Un terzo degli intervistati, infatti, non aveva mai espresso in precedenza preferenze per partiti. Gli stessi, inoltre, “condividono l’azione” extra partitica di Grillo: segno di come politica e antipolitica siano da affrontare in un’unica prospettiva e non come istanze antitetiche.
E’ questa una fetta importante del popolo del PD che non ha una identità partitica forte e crede che il nascente partito possa essere un catalizzatore.
Il voto va al di là della somma dei due partiti (DS e Margherita) che costituiranno il nucleo del PD.

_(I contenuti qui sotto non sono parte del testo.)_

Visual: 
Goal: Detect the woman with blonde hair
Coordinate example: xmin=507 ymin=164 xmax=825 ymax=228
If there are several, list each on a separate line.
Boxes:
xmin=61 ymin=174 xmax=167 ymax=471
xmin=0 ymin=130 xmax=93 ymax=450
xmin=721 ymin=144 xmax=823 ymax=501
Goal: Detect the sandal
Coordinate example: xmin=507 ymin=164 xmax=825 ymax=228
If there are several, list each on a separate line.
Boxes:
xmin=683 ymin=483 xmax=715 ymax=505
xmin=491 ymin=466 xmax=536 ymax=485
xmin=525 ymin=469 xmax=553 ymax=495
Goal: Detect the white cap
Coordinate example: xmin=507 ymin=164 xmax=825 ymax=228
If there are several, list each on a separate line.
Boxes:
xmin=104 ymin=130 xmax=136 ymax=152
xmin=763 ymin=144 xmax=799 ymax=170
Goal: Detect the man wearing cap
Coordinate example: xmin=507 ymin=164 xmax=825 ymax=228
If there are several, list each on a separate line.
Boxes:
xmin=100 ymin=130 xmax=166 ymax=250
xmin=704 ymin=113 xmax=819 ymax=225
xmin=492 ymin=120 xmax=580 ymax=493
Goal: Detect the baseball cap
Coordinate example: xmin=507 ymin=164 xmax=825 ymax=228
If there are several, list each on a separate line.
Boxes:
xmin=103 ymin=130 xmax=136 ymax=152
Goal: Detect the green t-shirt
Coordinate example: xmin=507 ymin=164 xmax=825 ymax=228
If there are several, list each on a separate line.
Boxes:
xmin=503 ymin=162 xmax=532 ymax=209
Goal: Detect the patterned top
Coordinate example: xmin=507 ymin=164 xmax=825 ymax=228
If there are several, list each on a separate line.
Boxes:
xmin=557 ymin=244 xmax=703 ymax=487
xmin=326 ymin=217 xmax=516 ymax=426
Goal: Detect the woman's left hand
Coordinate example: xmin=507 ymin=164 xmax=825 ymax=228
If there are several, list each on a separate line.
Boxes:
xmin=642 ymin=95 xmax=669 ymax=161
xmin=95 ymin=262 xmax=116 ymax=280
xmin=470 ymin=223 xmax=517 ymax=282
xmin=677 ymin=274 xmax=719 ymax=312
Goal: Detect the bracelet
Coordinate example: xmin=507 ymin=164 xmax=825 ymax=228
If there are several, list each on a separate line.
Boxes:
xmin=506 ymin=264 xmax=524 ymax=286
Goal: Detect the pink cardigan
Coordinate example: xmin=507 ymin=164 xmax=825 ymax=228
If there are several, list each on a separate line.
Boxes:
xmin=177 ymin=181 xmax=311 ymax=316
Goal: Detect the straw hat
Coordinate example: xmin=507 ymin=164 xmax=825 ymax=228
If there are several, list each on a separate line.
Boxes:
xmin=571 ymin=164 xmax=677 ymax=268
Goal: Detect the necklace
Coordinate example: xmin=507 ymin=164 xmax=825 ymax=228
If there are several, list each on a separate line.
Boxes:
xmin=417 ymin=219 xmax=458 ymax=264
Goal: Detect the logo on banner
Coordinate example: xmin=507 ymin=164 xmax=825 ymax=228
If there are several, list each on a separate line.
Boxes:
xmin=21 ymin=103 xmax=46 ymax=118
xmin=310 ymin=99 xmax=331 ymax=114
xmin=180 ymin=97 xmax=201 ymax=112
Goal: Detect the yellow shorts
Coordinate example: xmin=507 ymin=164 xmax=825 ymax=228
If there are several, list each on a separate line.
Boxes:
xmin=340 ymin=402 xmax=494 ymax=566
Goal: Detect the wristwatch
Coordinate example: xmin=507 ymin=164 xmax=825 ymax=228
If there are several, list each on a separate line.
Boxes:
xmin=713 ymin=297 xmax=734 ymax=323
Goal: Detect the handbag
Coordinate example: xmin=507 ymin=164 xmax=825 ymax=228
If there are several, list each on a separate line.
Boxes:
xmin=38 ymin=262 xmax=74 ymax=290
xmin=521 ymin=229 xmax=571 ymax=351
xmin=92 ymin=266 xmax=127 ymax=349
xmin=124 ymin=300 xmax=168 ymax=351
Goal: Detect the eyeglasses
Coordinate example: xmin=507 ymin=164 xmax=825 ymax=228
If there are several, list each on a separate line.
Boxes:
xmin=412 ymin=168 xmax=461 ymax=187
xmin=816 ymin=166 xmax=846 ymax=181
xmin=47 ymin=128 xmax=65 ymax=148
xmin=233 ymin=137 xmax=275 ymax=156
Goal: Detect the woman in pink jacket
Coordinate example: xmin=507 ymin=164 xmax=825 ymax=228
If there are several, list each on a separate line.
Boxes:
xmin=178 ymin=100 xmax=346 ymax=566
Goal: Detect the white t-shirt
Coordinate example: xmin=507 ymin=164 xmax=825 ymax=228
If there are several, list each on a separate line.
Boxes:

Anzi, la nuova entità attira anche al di là della coalizione di centro-sinistra e la domanda di apertura e di dialogo è un’esigenza avvertita da tutti. Infine, seppure le preferenze vedano primeggiare il vincitore, mostrano come tra gli elettori dell’UDC se il 41% circa è per Veltroni e il 33% preferisce non esprimersi, ben il 25% simpatizza per Letta.
Altro dato significativo è che Rosy Bindi raccoglie il 35% tra gli elettori dell’Italia dei Valori e Gawronsky gode di un forte seguito negli elettori dell’UDEUR; Adinolfi, infine, raccoglie consensi presso coloro che non registrano preferenze partitiche (il “popolo dei grillini”?) arrivando alla pari con Letta al 14,3%.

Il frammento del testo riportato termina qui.